Secondo Alessandro Gassmann, oltre al problema pratico, industriale («siamo passati dalle 500 pellicole all' anno di allora alle 100-120 di oggi»), c' è una questione che riguarda l' indole, lo spirito che ha finito per prevalere. Citando i protagonisti del Sorpasso, Gassmann si dice convinto che, alla fine, abbiano vinto «i Bruno Cortona interpretati da mio padre e non i Roberto Mariani di Jean Louis Trintignant.
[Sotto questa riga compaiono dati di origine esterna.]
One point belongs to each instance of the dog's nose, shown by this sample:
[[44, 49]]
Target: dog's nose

I film di quell' epoca erano freddi, eleganti, acuti, spietati, facevano presagire come sarebbe diventato il nostro Paese».
il sorpasso
Capolavori che, secondo Sandro Veronesi, erano anche il frutto di un processo di osmosi. «Abbiamo vissuto una stagione eccezionale, con grandi talenti, con autori come Age, Scarpelli, Scola che hanno prodotto sceneggiature come romanzi». Intorno all' arte del cinema si muovevano menti e intuizioni. Una condizione che, secondo Paolo Mieli, potrebbe tornare utile anche ora: «Quello che è successo può essere di lezione. A volte i giornali sono catastrofisti, a volte le cose possono essere migliori di come vengono descritte». Se i film rispecchiano il sentire italiano possiamo sempre decidere di migliorare e di «tirare fuori un po' di coraggio».